The first was a B-17F with tail number 41-24557. 41-24557 had a relatively short life in the 384th – only thirteen missions before being shot down on December 1, 1943. Five of the crew were killed, four were taken POW, and the pilot, Bruce Sundlun (who would become Rhode Island’s 71st governor in 1991), was able to evade capture. For more information on Bruce Sundlun, click here.
Then there was B-17F tail number 42-29809, aka Queen Jeanie or Damn Yankee II. 42-29809 completed twenty-one missions with the 384th from September 26, 1943 to March 27, 1944. She was returned to the states in June of ’44.
And then finally, there was tail number 42-102518, the Damn Yankee that Bill Touton flew on his first mission as pilot. 42-102518 completed 135 combat missions with the 384th. She was a B-17G and her first mission was on April 20, 1944. She suffered damage on October 23 when she crashed after her landing gear collapsed upon returning from a training mission. There were no crew injuries. She was out for about three and a half weeks for repairs and then back on duty for almost two weeks before Bill Touton took the helm for his first flight in the pilot seat.
She continued to perform admirably through the end of the war and was then moved to Istres, France with the group to serve her last purpose, mapping duties. Sadly, after the war the last Damn Yankee was, like other B-17’s, destined for the scrap yard. Her last duty date was December 10, 1945. Like the song says, she was not much more than a metal tube, but she came alive with some oil and gas and lube. But that metal tube had one of the most important jobs of the war – to transport the young men of the 384th and their bombs through hostile skies into enemy territory and to bring them safely home, again and again.

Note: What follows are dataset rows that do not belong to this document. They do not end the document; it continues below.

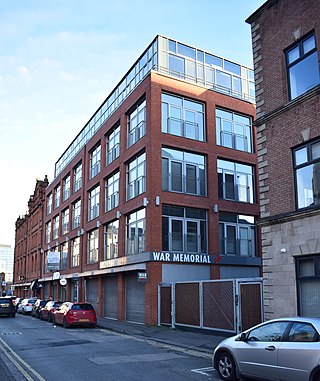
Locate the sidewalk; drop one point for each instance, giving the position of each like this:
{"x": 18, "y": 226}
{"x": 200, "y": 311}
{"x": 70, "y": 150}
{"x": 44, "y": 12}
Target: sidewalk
{"x": 192, "y": 339}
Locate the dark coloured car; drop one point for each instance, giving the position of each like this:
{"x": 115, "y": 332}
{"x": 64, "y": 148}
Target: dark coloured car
{"x": 37, "y": 307}
{"x": 47, "y": 311}
{"x": 7, "y": 307}
{"x": 75, "y": 314}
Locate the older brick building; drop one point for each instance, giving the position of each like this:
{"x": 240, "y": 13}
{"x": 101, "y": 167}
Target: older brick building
{"x": 285, "y": 36}
{"x": 159, "y": 186}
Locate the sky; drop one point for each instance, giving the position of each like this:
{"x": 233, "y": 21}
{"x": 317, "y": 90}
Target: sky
{"x": 60, "y": 59}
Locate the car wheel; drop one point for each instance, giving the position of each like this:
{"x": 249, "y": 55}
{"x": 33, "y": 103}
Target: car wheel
{"x": 65, "y": 324}
{"x": 226, "y": 367}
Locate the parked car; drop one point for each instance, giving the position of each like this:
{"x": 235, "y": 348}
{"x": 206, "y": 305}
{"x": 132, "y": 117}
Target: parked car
{"x": 25, "y": 307}
{"x": 78, "y": 313}
{"x": 286, "y": 349}
{"x": 47, "y": 311}
{"x": 7, "y": 307}
{"x": 37, "y": 307}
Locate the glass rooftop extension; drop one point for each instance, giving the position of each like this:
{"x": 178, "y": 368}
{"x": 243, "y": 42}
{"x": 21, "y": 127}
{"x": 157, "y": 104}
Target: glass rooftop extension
{"x": 175, "y": 59}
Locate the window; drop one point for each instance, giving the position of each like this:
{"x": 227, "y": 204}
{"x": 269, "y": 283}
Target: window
{"x": 93, "y": 205}
{"x": 136, "y": 123}
{"x": 136, "y": 176}
{"x": 57, "y": 191}
{"x": 234, "y": 130}
{"x": 308, "y": 281}
{"x": 49, "y": 204}
{"x": 184, "y": 229}
{"x": 75, "y": 252}
{"x": 237, "y": 235}
{"x": 235, "y": 181}
{"x": 56, "y": 227}
{"x": 135, "y": 235}
{"x": 111, "y": 235}
{"x": 112, "y": 192}
{"x": 48, "y": 232}
{"x": 64, "y": 256}
{"x": 95, "y": 157}
{"x": 183, "y": 172}
{"x": 113, "y": 144}
{"x": 66, "y": 188}
{"x": 93, "y": 246}
{"x": 302, "y": 66}
{"x": 76, "y": 214}
{"x": 183, "y": 117}
{"x": 307, "y": 175}
{"x": 65, "y": 221}
{"x": 77, "y": 177}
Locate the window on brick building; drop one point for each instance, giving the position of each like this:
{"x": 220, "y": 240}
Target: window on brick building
{"x": 135, "y": 233}
{"x": 113, "y": 144}
{"x": 307, "y": 175}
{"x": 136, "y": 176}
{"x": 95, "y": 160}
{"x": 111, "y": 237}
{"x": 183, "y": 117}
{"x": 234, "y": 130}
{"x": 237, "y": 235}
{"x": 235, "y": 181}
{"x": 136, "y": 123}
{"x": 302, "y": 66}
{"x": 184, "y": 230}
{"x": 183, "y": 172}
{"x": 77, "y": 177}
{"x": 112, "y": 191}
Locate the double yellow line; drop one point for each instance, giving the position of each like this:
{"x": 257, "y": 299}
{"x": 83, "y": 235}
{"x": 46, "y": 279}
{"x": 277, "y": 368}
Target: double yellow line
{"x": 25, "y": 369}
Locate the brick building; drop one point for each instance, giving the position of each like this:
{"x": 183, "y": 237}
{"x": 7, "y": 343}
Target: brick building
{"x": 286, "y": 36}
{"x": 159, "y": 186}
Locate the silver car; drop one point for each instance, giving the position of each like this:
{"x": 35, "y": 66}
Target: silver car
{"x": 286, "y": 349}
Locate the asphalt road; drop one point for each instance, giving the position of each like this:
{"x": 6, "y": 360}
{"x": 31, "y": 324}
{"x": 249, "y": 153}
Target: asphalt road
{"x": 35, "y": 350}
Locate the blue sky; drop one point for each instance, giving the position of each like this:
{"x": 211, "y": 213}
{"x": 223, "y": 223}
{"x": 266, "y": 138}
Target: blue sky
{"x": 60, "y": 59}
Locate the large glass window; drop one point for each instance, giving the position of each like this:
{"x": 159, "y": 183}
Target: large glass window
{"x": 183, "y": 117}
{"x": 308, "y": 277}
{"x": 49, "y": 204}
{"x": 183, "y": 172}
{"x": 95, "y": 159}
{"x": 237, "y": 235}
{"x": 66, "y": 187}
{"x": 234, "y": 130}
{"x": 112, "y": 191}
{"x": 135, "y": 235}
{"x": 184, "y": 229}
{"x": 235, "y": 181}
{"x": 75, "y": 252}
{"x": 136, "y": 123}
{"x": 65, "y": 221}
{"x": 111, "y": 236}
{"x": 307, "y": 174}
{"x": 136, "y": 176}
{"x": 57, "y": 191}
{"x": 93, "y": 204}
{"x": 302, "y": 66}
{"x": 113, "y": 144}
{"x": 76, "y": 214}
{"x": 77, "y": 177}
{"x": 93, "y": 246}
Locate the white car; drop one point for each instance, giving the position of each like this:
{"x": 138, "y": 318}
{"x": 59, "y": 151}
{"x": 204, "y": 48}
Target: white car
{"x": 286, "y": 349}
{"x": 25, "y": 307}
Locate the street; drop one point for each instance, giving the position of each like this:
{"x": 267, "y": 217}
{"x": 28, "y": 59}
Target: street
{"x": 38, "y": 350}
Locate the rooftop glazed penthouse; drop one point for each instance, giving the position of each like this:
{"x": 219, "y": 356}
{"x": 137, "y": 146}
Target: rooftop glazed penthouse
{"x": 173, "y": 58}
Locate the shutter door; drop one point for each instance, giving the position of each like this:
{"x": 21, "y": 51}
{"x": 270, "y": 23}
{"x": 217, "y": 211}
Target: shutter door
{"x": 135, "y": 300}
{"x": 111, "y": 297}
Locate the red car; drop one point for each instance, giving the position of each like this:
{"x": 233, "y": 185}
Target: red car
{"x": 78, "y": 313}
{"x": 47, "y": 312}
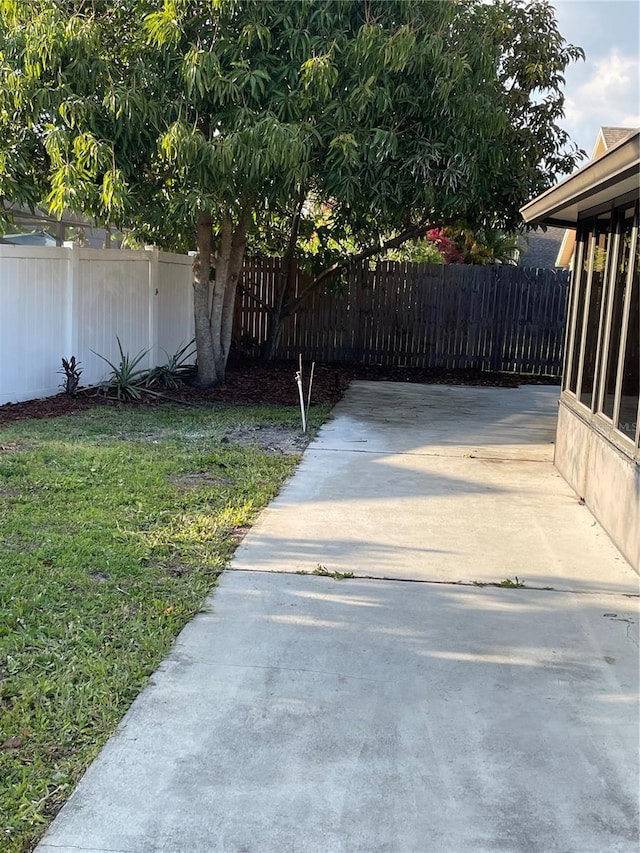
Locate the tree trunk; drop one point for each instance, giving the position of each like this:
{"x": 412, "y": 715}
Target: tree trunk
{"x": 214, "y": 301}
{"x": 236, "y": 259}
{"x": 207, "y": 375}
{"x": 280, "y": 309}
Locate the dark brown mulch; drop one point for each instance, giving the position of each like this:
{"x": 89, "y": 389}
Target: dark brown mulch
{"x": 274, "y": 383}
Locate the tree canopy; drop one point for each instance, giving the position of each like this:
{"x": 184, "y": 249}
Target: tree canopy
{"x": 210, "y": 121}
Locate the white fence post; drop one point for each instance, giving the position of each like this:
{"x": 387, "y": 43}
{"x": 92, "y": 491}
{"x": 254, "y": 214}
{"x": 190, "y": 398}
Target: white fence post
{"x": 152, "y": 256}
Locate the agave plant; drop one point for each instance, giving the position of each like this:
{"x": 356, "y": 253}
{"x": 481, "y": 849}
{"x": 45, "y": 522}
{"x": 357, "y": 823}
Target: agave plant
{"x": 126, "y": 380}
{"x": 177, "y": 368}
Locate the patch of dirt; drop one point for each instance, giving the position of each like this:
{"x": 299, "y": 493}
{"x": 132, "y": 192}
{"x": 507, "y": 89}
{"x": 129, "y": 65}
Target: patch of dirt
{"x": 272, "y": 439}
{"x": 254, "y": 382}
{"x": 199, "y": 478}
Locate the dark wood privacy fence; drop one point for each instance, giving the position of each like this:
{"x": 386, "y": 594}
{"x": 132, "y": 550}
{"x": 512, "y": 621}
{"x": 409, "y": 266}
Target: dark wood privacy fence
{"x": 420, "y": 315}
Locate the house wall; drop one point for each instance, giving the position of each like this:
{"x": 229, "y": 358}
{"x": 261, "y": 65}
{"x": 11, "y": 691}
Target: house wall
{"x": 59, "y": 302}
{"x": 606, "y": 478}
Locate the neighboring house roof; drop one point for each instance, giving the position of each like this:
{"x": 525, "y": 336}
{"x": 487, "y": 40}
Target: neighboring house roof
{"x": 541, "y": 248}
{"x": 613, "y": 175}
{"x": 611, "y": 136}
{"x": 33, "y": 238}
{"x": 93, "y": 237}
{"x": 608, "y": 137}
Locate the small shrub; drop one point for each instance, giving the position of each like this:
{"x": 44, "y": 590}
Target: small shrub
{"x": 72, "y": 373}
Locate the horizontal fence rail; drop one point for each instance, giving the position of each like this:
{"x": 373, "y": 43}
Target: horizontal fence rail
{"x": 497, "y": 317}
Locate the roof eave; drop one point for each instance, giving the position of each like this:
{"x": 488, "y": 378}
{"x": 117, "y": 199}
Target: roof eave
{"x": 561, "y": 204}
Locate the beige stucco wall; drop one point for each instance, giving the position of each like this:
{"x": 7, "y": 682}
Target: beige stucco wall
{"x": 607, "y": 479}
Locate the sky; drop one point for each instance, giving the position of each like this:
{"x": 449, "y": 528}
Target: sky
{"x": 604, "y": 90}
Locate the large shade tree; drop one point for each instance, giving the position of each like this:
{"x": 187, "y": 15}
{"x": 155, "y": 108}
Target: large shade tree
{"x": 207, "y": 122}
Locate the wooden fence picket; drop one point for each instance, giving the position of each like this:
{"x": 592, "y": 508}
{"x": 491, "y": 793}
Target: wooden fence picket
{"x": 418, "y": 315}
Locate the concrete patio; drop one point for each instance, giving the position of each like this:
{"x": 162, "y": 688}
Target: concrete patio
{"x": 412, "y": 708}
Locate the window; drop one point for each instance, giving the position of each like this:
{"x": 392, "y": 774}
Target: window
{"x": 603, "y": 341}
{"x": 619, "y": 279}
{"x": 630, "y": 386}
{"x": 585, "y": 249}
{"x": 593, "y": 319}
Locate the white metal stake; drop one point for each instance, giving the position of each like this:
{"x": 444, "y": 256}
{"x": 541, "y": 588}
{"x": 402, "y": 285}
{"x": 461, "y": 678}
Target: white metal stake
{"x": 301, "y": 395}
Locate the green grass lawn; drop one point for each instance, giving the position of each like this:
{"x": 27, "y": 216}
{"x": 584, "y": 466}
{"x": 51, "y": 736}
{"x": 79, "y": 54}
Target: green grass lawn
{"x": 115, "y": 524}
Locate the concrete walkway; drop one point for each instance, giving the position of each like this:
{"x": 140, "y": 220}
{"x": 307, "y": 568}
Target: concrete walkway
{"x": 408, "y": 709}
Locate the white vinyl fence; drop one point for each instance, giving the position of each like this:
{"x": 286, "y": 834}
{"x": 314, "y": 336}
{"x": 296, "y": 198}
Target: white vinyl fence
{"x": 59, "y": 302}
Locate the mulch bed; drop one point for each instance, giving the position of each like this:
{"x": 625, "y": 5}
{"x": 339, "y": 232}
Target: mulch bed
{"x": 252, "y": 382}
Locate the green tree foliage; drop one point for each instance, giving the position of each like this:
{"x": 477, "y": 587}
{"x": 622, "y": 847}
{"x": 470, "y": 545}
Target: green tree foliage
{"x": 211, "y": 121}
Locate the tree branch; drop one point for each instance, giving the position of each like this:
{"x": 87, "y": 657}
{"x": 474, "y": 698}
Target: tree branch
{"x": 392, "y": 243}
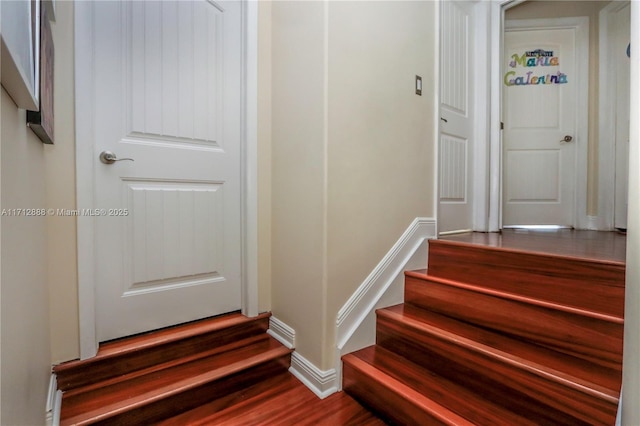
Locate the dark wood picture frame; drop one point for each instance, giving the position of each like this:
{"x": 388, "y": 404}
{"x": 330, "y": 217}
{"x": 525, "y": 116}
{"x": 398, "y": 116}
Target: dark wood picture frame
{"x": 41, "y": 122}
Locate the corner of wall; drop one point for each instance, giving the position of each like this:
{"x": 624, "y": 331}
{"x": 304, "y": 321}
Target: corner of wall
{"x": 355, "y": 324}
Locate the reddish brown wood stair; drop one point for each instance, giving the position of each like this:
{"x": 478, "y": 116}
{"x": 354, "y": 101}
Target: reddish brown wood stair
{"x": 152, "y": 378}
{"x": 496, "y": 336}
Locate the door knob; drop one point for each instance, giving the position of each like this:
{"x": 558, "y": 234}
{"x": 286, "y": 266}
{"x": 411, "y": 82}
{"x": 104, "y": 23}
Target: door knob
{"x": 108, "y": 157}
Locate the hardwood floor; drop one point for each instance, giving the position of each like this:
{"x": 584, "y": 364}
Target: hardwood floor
{"x": 523, "y": 327}
{"x": 280, "y": 400}
{"x": 222, "y": 370}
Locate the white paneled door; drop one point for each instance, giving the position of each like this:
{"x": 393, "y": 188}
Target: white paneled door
{"x": 167, "y": 78}
{"x": 541, "y": 138}
{"x": 456, "y": 116}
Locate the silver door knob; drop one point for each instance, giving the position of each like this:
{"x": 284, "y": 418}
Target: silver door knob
{"x": 108, "y": 157}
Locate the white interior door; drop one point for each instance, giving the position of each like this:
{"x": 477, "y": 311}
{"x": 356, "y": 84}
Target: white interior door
{"x": 621, "y": 29}
{"x": 541, "y": 134}
{"x": 167, "y": 78}
{"x": 457, "y": 137}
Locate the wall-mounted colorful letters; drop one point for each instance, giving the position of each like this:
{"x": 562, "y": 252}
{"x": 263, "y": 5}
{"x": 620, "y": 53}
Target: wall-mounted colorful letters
{"x": 539, "y": 59}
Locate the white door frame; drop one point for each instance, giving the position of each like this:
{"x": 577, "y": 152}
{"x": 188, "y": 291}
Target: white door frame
{"x": 495, "y": 190}
{"x": 606, "y": 113}
{"x": 85, "y": 164}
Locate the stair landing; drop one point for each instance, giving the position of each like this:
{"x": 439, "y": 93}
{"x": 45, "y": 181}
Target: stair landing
{"x": 588, "y": 245}
{"x": 501, "y": 329}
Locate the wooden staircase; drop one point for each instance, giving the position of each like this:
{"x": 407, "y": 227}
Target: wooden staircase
{"x": 494, "y": 336}
{"x": 151, "y": 378}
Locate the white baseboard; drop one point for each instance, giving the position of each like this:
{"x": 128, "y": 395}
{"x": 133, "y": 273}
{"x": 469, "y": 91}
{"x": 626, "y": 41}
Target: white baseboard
{"x": 54, "y": 403}
{"x": 322, "y": 383}
{"x": 282, "y": 332}
{"x": 597, "y": 223}
{"x": 355, "y": 324}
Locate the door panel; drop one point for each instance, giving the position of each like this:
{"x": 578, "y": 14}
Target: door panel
{"x": 456, "y": 112}
{"x": 540, "y": 99}
{"x": 168, "y": 90}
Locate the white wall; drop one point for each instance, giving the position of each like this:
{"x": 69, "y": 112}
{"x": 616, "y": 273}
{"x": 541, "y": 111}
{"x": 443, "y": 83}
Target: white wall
{"x": 60, "y": 181}
{"x": 353, "y": 151}
{"x": 25, "y": 353}
{"x": 631, "y": 364}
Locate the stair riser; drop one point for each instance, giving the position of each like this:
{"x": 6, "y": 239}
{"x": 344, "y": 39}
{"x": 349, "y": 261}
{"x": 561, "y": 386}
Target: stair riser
{"x": 588, "y": 338}
{"x": 175, "y": 404}
{"x": 487, "y": 374}
{"x": 584, "y": 284}
{"x": 389, "y": 405}
{"x": 101, "y": 369}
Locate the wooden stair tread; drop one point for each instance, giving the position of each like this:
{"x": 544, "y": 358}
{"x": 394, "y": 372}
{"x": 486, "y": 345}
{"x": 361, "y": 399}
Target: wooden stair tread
{"x": 393, "y": 398}
{"x": 576, "y": 373}
{"x": 124, "y": 356}
{"x": 281, "y": 399}
{"x": 125, "y": 395}
{"x": 527, "y": 252}
{"x": 440, "y": 390}
{"x": 597, "y": 339}
{"x": 543, "y": 276}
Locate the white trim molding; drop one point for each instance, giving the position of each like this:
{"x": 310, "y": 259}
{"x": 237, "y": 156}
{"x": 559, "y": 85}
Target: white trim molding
{"x": 54, "y": 403}
{"x": 322, "y": 383}
{"x": 355, "y": 323}
{"x": 366, "y": 297}
{"x": 282, "y": 332}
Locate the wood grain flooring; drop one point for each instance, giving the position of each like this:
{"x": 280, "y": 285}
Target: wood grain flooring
{"x": 523, "y": 327}
{"x": 594, "y": 245}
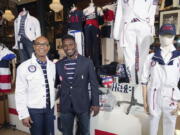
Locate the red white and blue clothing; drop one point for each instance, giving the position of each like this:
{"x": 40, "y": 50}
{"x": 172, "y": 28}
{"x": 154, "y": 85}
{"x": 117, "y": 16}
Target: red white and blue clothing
{"x": 161, "y": 72}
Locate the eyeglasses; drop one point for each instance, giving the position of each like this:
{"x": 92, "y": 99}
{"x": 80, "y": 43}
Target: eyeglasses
{"x": 38, "y": 43}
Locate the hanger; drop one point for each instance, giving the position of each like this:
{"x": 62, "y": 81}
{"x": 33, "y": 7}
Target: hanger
{"x": 23, "y": 12}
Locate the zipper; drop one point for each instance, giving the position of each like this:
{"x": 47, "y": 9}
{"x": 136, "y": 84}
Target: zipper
{"x": 172, "y": 103}
{"x": 172, "y": 94}
{"x": 154, "y": 98}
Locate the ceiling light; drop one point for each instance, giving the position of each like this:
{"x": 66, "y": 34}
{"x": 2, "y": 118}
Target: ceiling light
{"x": 56, "y": 6}
{"x": 8, "y": 15}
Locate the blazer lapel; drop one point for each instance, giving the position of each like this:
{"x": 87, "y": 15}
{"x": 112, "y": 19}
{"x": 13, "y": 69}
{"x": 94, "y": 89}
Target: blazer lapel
{"x": 63, "y": 72}
{"x": 77, "y": 69}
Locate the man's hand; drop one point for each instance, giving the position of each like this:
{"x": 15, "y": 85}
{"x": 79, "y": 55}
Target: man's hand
{"x": 94, "y": 109}
{"x": 27, "y": 122}
{"x": 175, "y": 111}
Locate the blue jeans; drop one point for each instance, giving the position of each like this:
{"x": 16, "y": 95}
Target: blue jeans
{"x": 67, "y": 121}
{"x": 43, "y": 121}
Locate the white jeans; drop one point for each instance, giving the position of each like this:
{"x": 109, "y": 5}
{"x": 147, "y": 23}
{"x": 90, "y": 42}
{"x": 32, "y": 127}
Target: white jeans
{"x": 140, "y": 34}
{"x": 79, "y": 38}
{"x": 162, "y": 106}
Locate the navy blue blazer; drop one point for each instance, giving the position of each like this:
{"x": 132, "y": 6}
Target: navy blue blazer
{"x": 76, "y": 96}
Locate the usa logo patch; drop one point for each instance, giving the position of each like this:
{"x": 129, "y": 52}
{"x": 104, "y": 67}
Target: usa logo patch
{"x": 153, "y": 63}
{"x": 32, "y": 68}
{"x": 126, "y": 1}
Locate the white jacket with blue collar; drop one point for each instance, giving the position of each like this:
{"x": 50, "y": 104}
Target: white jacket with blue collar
{"x": 162, "y": 76}
{"x": 31, "y": 27}
{"x": 30, "y": 89}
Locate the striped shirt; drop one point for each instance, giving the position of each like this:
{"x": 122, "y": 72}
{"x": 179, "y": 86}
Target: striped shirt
{"x": 22, "y": 25}
{"x": 70, "y": 68}
{"x": 44, "y": 68}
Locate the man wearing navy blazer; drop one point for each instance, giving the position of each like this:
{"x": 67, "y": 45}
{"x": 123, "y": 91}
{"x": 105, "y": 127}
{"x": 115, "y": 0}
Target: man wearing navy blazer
{"x": 78, "y": 89}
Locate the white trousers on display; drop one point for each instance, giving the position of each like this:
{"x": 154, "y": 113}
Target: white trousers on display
{"x": 79, "y": 38}
{"x": 140, "y": 34}
{"x": 107, "y": 48}
{"x": 162, "y": 106}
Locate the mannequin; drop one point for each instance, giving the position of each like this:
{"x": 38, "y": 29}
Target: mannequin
{"x": 7, "y": 79}
{"x": 162, "y": 71}
{"x": 134, "y": 25}
{"x": 167, "y": 4}
{"x": 93, "y": 16}
{"x": 27, "y": 29}
{"x": 107, "y": 42}
{"x": 75, "y": 24}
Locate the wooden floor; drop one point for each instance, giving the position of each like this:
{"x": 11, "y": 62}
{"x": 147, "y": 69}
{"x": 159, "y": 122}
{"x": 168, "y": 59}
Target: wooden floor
{"x": 11, "y": 132}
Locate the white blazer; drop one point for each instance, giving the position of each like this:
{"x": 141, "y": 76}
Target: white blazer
{"x": 31, "y": 27}
{"x": 30, "y": 91}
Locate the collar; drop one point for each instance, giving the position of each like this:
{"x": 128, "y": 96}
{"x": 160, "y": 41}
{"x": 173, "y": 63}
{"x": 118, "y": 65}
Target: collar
{"x": 27, "y": 15}
{"x": 34, "y": 59}
{"x": 171, "y": 48}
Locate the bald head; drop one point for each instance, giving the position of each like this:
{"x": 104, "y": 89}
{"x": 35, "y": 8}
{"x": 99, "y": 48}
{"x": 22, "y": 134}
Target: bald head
{"x": 41, "y": 41}
{"x": 41, "y": 47}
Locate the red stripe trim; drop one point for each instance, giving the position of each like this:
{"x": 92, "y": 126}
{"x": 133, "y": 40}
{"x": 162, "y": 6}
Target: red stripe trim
{"x": 5, "y": 78}
{"x": 13, "y": 111}
{"x": 6, "y": 91}
{"x": 93, "y": 22}
{"x": 99, "y": 132}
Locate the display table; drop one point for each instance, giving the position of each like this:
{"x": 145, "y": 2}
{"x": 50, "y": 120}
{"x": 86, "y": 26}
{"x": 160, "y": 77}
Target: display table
{"x": 115, "y": 122}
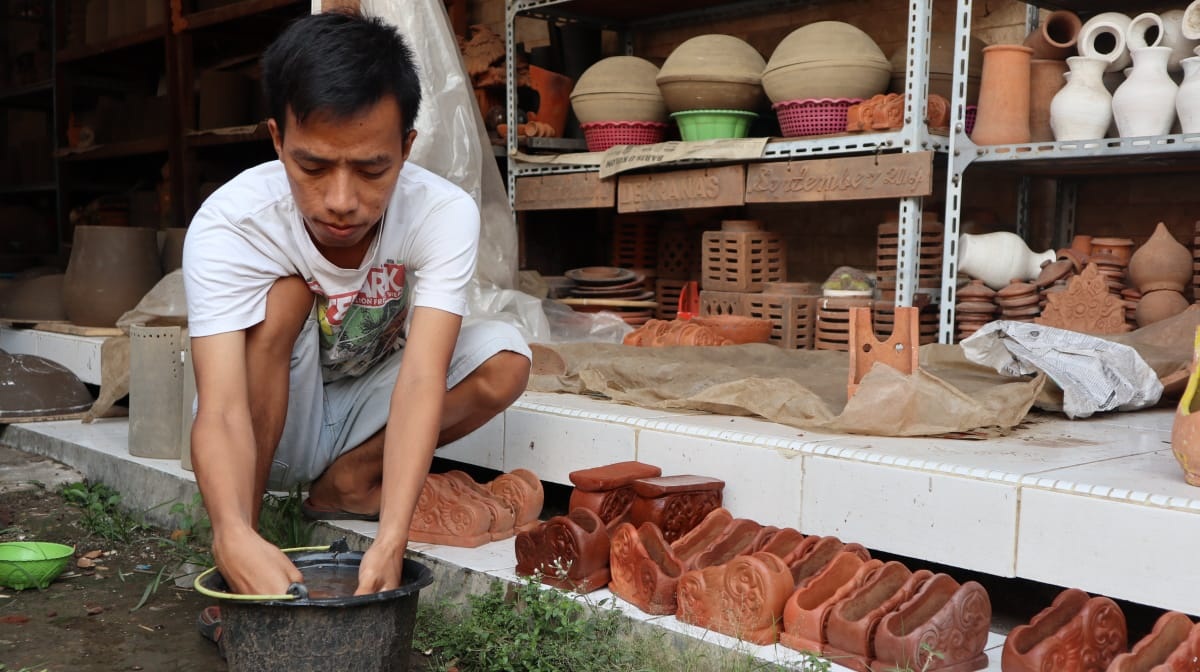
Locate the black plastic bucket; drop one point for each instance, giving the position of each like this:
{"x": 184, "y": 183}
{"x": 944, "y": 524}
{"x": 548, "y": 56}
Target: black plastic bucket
{"x": 287, "y": 633}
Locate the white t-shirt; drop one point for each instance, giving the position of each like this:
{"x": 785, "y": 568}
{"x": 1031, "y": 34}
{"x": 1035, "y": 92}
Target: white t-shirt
{"x": 250, "y": 233}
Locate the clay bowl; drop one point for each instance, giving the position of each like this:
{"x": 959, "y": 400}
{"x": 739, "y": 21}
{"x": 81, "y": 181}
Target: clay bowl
{"x": 618, "y": 89}
{"x": 737, "y": 328}
{"x": 712, "y": 72}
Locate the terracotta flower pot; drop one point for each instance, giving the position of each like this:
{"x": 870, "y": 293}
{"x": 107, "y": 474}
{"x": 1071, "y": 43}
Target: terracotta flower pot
{"x": 109, "y": 270}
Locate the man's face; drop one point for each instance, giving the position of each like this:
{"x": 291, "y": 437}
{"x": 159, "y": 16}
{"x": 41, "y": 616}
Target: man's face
{"x": 342, "y": 172}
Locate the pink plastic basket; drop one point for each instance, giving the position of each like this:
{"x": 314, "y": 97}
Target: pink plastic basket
{"x": 813, "y": 117}
{"x": 604, "y": 135}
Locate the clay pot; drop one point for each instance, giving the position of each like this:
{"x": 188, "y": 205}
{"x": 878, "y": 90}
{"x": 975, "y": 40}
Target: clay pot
{"x": 1056, "y": 36}
{"x": 618, "y": 89}
{"x": 738, "y": 329}
{"x": 941, "y": 66}
{"x": 826, "y": 60}
{"x": 34, "y": 299}
{"x": 712, "y": 72}
{"x": 1003, "y": 115}
{"x": 1161, "y": 263}
{"x": 109, "y": 270}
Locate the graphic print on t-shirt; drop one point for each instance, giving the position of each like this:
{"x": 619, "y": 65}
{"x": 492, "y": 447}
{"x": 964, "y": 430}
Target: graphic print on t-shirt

One hundred and thirty-five times.
As for the tribute video, it’s finished now and available on YouTube for viewing here.
I would like to thank the 384th Bomb Group site for permission to use photos from the photo gallery.
And I would especially like to thank Todd Touton and Evan Wallach for permission to use their song. “Damn Yankee” is a hauntingly beautiful song that evokes the emotions of a war where so many sons and husbands and fathers lost their lives in their fight for freedom.
Many were lost, but many survived to return home and get married and raise children. Bill Touton was one of the fortunate ones who completed his thirty-five missions and made it back. And like Bill’s son, Todd, those of us of the next generation that know of the sacrifice of the young men of WWII’s 384th Bomb Group firsthand want to share their stories with others. We do our best to honor them and it is our responsibility to remind future generations what their lives, and deaths, mean for all of us.
Some of the men of the 384th had only twenty years on this earth, others ninety, but they all leave their legacy – the ones that returned and the ones that didn’t. They embraced a responsibility to defend our country. They fought for our freedom and they won it. We will be forever grateful.